Выехали: Саша — на Гнедке, Дуня — в кабриолете. Дуня сама правит, а кучер, с кнутом за поясом, торопится сзади. Но едва заехали за пригорок — стоп. Дуняша уже — на Гнедке, а Саша — в кабриолете. Носятся по лугу, меняются местами, смеются.
Сергей все это видел и понял, что Саша осталась такой же простой и милой шалуньей, какой была ребенком.
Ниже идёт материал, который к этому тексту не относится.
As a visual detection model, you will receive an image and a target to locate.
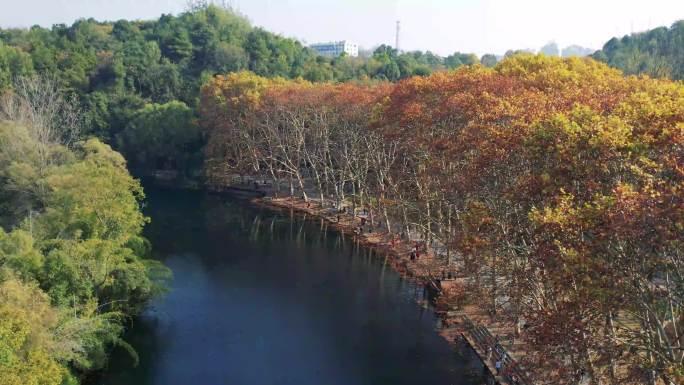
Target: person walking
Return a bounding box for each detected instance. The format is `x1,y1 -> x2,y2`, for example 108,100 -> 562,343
495,359 -> 502,375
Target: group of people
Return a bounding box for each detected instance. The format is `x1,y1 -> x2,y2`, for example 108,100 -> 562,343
489,353 -> 521,384
355,216 -> 374,235
409,241 -> 426,261
483,335 -> 522,385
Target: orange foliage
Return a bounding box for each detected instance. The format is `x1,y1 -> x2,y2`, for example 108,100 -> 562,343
199,55 -> 684,384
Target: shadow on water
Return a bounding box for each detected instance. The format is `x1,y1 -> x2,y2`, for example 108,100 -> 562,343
93,187 -> 486,385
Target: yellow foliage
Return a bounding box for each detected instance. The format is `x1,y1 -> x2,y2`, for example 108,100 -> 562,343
0,277 -> 66,385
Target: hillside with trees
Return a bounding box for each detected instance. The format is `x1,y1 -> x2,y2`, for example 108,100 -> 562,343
6,7 -> 680,185
593,20 -> 684,80
0,77 -> 170,385
0,4 -> 484,181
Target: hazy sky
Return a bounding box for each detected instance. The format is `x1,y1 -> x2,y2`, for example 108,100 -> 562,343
1,0 -> 683,56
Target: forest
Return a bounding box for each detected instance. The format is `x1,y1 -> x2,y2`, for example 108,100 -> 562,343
0,5 -> 491,385
593,20 -> 684,80
199,55 -> 684,385
2,4 -> 680,181
0,77 -> 170,384
1,3 -> 683,385
0,5 -> 484,181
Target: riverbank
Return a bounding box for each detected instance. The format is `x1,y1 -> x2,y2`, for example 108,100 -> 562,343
252,196 -> 530,385
97,186 -> 481,385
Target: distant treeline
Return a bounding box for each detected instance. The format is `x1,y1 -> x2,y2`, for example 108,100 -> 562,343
593,20 -> 684,80
2,5 -> 680,181
0,5 -> 485,168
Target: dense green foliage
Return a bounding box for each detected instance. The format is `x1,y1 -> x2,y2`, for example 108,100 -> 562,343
0,114 -> 170,383
0,6 -> 476,100
0,5 -> 487,179
593,20 -> 684,80
118,101 -> 201,175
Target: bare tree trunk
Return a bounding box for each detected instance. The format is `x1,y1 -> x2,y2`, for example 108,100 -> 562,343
447,204 -> 452,264
289,174 -> 294,198
351,180 -> 357,218
296,172 -> 308,202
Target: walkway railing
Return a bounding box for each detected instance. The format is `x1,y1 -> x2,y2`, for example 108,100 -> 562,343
462,315 -> 531,385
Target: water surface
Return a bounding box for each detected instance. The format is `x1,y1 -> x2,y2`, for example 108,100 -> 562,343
96,188 -> 484,385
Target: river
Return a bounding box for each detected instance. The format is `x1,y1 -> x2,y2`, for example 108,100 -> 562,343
94,187 -> 485,385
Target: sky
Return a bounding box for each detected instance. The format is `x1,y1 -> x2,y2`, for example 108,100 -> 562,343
0,0 -> 683,56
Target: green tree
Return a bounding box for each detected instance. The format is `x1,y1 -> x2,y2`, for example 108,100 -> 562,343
244,29 -> 271,76
0,277 -> 66,385
213,42 -> 247,73
118,101 -> 200,174
0,43 -> 34,90
593,20 -> 684,80
445,52 -> 479,69
480,53 -> 498,68
166,29 -> 194,62
372,44 -> 398,62
377,61 -> 401,81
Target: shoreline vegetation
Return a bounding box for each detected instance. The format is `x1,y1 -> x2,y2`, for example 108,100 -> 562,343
200,55 -> 684,385
0,78 -> 170,384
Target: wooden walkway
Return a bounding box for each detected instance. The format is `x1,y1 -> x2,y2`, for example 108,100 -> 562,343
458,315 -> 530,385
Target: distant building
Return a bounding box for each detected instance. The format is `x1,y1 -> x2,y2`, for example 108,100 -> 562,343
309,41 -> 359,57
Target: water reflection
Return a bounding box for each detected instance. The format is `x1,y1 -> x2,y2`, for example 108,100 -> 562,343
95,188 -> 484,385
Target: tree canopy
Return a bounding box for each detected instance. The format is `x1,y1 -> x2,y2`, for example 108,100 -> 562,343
200,55 -> 684,385
0,4 -> 486,179
593,20 -> 684,80
0,79 -> 170,384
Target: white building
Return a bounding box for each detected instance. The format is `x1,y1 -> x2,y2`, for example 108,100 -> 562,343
309,41 -> 359,58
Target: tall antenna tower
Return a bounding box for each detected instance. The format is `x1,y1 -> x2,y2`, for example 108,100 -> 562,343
395,21 -> 401,52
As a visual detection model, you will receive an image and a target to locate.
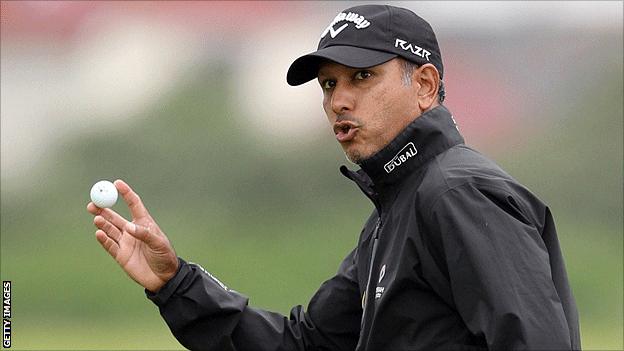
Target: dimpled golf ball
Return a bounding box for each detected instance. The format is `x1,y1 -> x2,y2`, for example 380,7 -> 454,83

Он слышал, как Дуня, метнув на него мимоходом острый взгляд, шепнула барышне, как ровне:
"Жоли гарсон!"[128]
И он решил просить Дуню устроить ему встречу с Сашей.
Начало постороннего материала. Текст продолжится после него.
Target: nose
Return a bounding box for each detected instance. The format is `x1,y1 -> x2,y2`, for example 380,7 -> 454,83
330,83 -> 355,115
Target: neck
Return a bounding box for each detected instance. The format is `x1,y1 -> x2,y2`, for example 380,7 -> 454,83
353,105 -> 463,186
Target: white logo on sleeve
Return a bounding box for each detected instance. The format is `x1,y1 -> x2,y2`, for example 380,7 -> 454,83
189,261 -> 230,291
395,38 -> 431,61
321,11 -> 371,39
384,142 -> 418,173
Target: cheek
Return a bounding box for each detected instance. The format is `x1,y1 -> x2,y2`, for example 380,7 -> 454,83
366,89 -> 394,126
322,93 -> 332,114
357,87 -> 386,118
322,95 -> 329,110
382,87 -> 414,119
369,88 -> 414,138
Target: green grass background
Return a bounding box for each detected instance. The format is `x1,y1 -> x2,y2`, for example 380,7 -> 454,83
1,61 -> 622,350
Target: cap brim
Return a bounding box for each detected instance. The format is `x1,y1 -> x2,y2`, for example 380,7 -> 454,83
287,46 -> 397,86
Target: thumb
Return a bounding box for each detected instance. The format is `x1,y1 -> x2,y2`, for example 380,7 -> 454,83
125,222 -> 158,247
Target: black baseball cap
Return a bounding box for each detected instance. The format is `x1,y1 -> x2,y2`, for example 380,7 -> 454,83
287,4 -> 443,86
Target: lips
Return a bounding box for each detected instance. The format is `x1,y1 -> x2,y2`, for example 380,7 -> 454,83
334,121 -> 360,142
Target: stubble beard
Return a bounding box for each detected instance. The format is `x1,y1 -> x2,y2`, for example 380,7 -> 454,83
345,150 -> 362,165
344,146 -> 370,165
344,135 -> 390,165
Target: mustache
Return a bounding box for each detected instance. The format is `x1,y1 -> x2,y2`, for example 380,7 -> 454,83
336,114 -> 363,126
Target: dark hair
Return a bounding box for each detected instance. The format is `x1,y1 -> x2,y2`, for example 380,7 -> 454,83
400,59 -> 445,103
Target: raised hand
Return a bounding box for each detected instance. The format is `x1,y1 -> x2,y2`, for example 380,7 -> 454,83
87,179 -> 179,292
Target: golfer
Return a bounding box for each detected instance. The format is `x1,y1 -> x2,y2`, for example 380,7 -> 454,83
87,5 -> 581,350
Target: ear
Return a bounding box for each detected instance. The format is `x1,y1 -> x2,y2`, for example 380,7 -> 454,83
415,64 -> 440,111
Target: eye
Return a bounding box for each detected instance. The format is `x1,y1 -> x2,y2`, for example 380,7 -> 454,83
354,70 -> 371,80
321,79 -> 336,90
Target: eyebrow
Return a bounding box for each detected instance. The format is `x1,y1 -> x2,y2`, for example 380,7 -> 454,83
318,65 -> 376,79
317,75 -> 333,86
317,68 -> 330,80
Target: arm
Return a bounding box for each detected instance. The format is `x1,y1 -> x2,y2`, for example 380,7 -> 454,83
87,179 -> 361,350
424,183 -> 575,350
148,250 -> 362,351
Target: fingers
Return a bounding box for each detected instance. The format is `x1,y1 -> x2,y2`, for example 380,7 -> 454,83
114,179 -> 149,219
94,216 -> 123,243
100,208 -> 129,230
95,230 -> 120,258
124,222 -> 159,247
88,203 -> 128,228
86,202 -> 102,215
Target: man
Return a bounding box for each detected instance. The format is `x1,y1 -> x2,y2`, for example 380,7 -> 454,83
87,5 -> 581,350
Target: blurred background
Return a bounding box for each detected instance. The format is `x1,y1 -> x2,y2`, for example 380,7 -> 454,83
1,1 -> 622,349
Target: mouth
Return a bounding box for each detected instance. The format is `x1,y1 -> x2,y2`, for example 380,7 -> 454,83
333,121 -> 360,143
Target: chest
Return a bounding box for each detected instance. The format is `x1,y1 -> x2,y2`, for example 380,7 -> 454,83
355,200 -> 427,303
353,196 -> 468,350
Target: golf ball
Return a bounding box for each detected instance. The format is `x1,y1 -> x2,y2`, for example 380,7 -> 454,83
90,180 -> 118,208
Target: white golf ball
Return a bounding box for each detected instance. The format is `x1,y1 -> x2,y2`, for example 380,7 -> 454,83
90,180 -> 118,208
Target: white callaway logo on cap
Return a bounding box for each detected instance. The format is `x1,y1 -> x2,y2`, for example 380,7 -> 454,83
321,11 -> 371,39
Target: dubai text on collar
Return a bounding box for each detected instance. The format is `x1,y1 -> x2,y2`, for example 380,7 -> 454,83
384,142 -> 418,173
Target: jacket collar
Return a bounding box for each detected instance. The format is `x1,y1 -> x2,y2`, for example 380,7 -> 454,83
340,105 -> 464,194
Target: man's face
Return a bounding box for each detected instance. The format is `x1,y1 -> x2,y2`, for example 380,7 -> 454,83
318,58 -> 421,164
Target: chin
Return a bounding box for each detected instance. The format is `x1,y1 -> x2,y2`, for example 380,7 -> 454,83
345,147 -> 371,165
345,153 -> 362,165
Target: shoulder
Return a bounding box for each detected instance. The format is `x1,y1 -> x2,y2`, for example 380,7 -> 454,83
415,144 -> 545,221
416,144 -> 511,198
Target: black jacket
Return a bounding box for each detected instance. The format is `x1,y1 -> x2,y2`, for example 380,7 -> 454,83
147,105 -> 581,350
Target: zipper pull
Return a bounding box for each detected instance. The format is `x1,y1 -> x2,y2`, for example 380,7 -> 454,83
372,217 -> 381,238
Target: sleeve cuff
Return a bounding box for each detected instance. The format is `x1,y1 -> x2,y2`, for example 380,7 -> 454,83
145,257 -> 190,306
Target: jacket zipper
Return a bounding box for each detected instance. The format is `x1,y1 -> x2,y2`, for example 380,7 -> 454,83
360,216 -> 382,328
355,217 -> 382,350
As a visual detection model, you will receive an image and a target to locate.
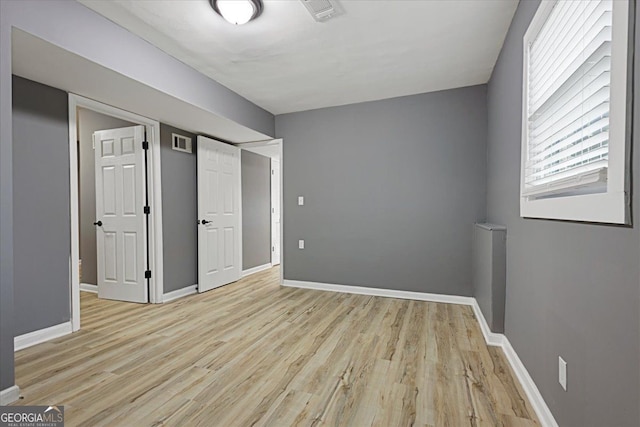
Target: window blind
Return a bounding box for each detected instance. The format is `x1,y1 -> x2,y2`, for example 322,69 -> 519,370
525,0 -> 612,195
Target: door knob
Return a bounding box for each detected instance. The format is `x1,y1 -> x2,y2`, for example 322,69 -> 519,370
93,220 -> 103,227
200,219 -> 211,225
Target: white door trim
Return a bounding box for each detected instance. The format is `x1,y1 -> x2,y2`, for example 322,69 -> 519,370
238,139 -> 283,285
270,158 -> 281,266
68,94 -> 164,332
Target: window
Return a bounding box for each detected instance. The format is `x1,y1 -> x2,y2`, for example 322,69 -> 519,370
521,0 -> 632,224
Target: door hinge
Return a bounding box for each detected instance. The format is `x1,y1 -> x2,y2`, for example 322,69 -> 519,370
145,270 -> 152,279
142,140 -> 149,150
144,206 -> 151,215
272,246 -> 275,252
272,170 -> 274,175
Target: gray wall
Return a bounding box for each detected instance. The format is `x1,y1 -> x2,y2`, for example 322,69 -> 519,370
160,124 -> 198,293
242,150 -> 272,270
0,2 -> 14,390
12,76 -> 71,337
275,85 -> 487,295
0,0 -> 274,390
472,225 -> 506,333
486,1 -> 640,426
77,108 -> 134,285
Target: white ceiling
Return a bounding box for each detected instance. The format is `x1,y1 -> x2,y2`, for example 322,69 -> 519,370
78,0 -> 518,115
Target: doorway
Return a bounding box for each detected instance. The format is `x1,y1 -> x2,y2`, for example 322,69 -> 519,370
238,139 -> 283,283
76,109 -> 135,297
69,95 -> 164,331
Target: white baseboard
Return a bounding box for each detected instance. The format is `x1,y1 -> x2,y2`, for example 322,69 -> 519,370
80,283 -> 97,293
242,263 -> 272,278
469,299 -> 505,347
162,285 -> 198,303
0,385 -> 20,405
282,278 -> 557,427
470,302 -> 557,426
14,321 -> 73,352
501,337 -> 558,427
283,279 -> 475,306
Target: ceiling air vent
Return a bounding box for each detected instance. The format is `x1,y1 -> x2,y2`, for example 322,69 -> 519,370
300,0 -> 342,22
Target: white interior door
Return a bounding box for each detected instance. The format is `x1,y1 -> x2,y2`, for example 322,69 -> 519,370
94,125 -> 148,303
271,158 -> 281,266
197,135 -> 241,292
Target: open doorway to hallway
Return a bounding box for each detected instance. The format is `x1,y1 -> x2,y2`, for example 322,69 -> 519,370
76,108 -> 136,297
69,95 -> 165,331
239,139 -> 283,280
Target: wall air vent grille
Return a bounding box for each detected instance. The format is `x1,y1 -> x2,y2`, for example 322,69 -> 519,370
300,0 -> 342,22
172,133 -> 192,153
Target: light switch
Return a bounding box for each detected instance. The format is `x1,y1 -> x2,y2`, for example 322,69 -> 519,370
298,239 -> 305,249
298,196 -> 304,206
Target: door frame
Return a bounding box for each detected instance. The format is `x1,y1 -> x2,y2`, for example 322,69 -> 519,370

Саша пришла в беседку в условленный час. Цвела сирень, и грозди ее прорывались через разломанную решетку. Кругом все было голубое, и лицо Саши в лунных лучах казалось бледным и неясным. Одни только цыганские глаза словно горели.
— Вот и я! — вошла она, запыхавшись от бега и обмахиваясь веткой белой сирени. — Дуняша сказала, что ты хочешь меня видеть, Сережа. И я рада повидать тебя одного. — Она засмеялась. — Я ведь все, все помню — прежнее, детское… Только теперь мне уж не так интересны пляшущие паяцы и китайцы. А жаль! Ты их так замечательно вырезал из бумаги. Теперь не то! Ты говори мне скорее. — Она насупила брови и стала почти серьезной. — Я занята сегодня. У маменьки опять вертижи и спирает дыхание. Она приказала Дуняше поставить банки, а мне — спать в ее комнате. Ох, Сережа, и надоели же эти вертижи, если бы ты знал!
Сергей собрался с духом и начал:
— Александра Александровна… я решился, памятуя о детских годах…
Она засмеялась:
— Сережа, ты так говоришь, точно боишься.
— Я теперь всего боюсь, Александра Александровна, — опустил он голову. — Вот вы об игрушечном паяце вспомнили. А мне самому пришлось превратиться в паяца…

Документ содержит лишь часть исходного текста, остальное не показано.